Aurora Center at the University of Minnesota – 24 hour Help line: (612) 626-9111. Phone: (612) 626-2929
Fairview University Medical Center Emergency Room–Riverside – 24 hour information line: (612) 672-7272.
PRIDE LGBT Health services – 24 hour information line: (800) 547-7433
Facts About Campus Sexual Assault
According to a 1993 survey of 6,000 college students:
- One out of four college females reported being victims of rape or attempted rape during preceding year
- 90% of rapes go unreported
- 50% of males believe women say “no” when they actually mean “yes”women need to say “no” an average of three times before they are believed
- 30% of male students continued sexual advances after partner said “no” and one out of every six admitted forcing sexual contact
Acquaintance/Date Rape is a serious violation of the code of student conduct. The act will be handled as a campus disciplinary matter resulting in possible dismissal. Augsburg College Sexual Harassment/Sexual Violence Investigation Process. See also the Augsburg College Sexual Harassment Policy.
Sexual assault is a serious crime. Victims are strongly encouraged to report the crime to the local police. Remember, it is not your fault. Assault can be committed by a stranger, lover, acquaintance, and/or family member.
Ways to Avoid Circumstances Which Might Lead to Sexual Assault:
- Understand your sexual desires and limits. Believe in your right to set those limits, and to respect the limits set by others. If you are not sure, stop. Be aware of and resist social pressure. You are responsible for your actions as an individual and as a member of a group.
- Communicate your limits clearly. If someone starts to offend you, tell them so, firmly and promptly. Polite approaches might be misunderstood or ignored.
- Say “no” when you mean “no.”
- Accept the person’s decision. “No” means “no.” Never continue after the person says “no.”
- Don’t assume that a person who doesn’t say “no” means “yes”. Explicit, verbal consent is a must at all times.
- Don’t assume that previous permission for sexual activity applies to the current situation.
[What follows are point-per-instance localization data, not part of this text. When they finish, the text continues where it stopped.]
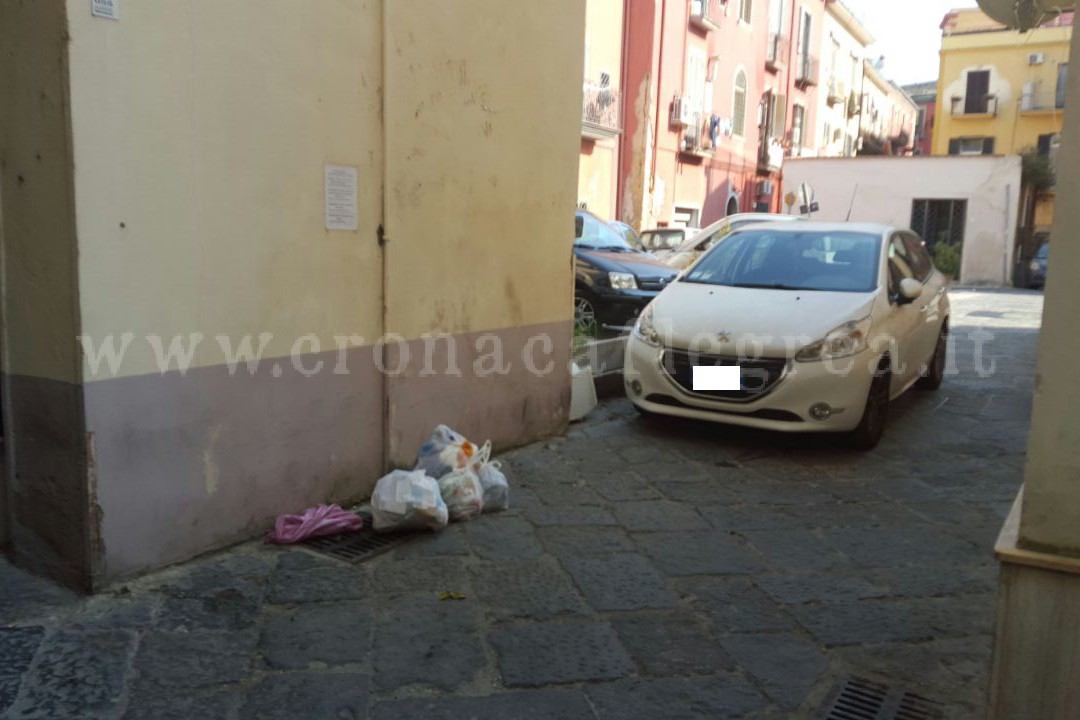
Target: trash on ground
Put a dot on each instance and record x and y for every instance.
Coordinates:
(408, 500)
(462, 493)
(450, 595)
(496, 487)
(313, 522)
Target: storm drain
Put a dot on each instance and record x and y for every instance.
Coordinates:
(856, 698)
(356, 546)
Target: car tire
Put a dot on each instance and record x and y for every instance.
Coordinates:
(875, 417)
(935, 368)
(584, 314)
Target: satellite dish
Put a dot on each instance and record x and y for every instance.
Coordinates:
(1023, 14)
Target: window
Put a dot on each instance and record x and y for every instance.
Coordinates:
(1063, 72)
(746, 11)
(979, 90)
(798, 118)
(940, 220)
(739, 105)
(971, 146)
Consent is required every time.
- Be assertive; passivity might be interpreted as permission. Be direct and firm with someone who is pressuring you sexually.
- Being turned down when you ask for sexual relations is not a rejection of you personally. A person who says “no” to sexual relations is not necessarily rejecting you; they are expressing their unwillingness to participate in a specific act at a specific time.
- Don’t assume that just because a person flirts or dresses in a manner which you consider sexy that they wants to engage in sexual activity.
- Avoid excessive use of alcohol and drugs. Alcohol and drugs interfere with clear thinking and effective communication
- Pay attention to what is happening around you. If you feel threatened, don’t be embarrassed to ask for help or to leave.
- Pay attention to what is happening around you. If you see someone making unwanted advances, or doing something inappropriate with someone unable to give consent (an unconscious person, or a minor), say something. Distract the offender. Offer support to the victim.
- Trust your intuition. If you feel you are being pressured into unwanted sexual relations, don’t hesitate to express your unwillingness, even if it might appear rude. Don’t hesitate to call out your friends or people around you if they are doing something inappropriate or unwanted.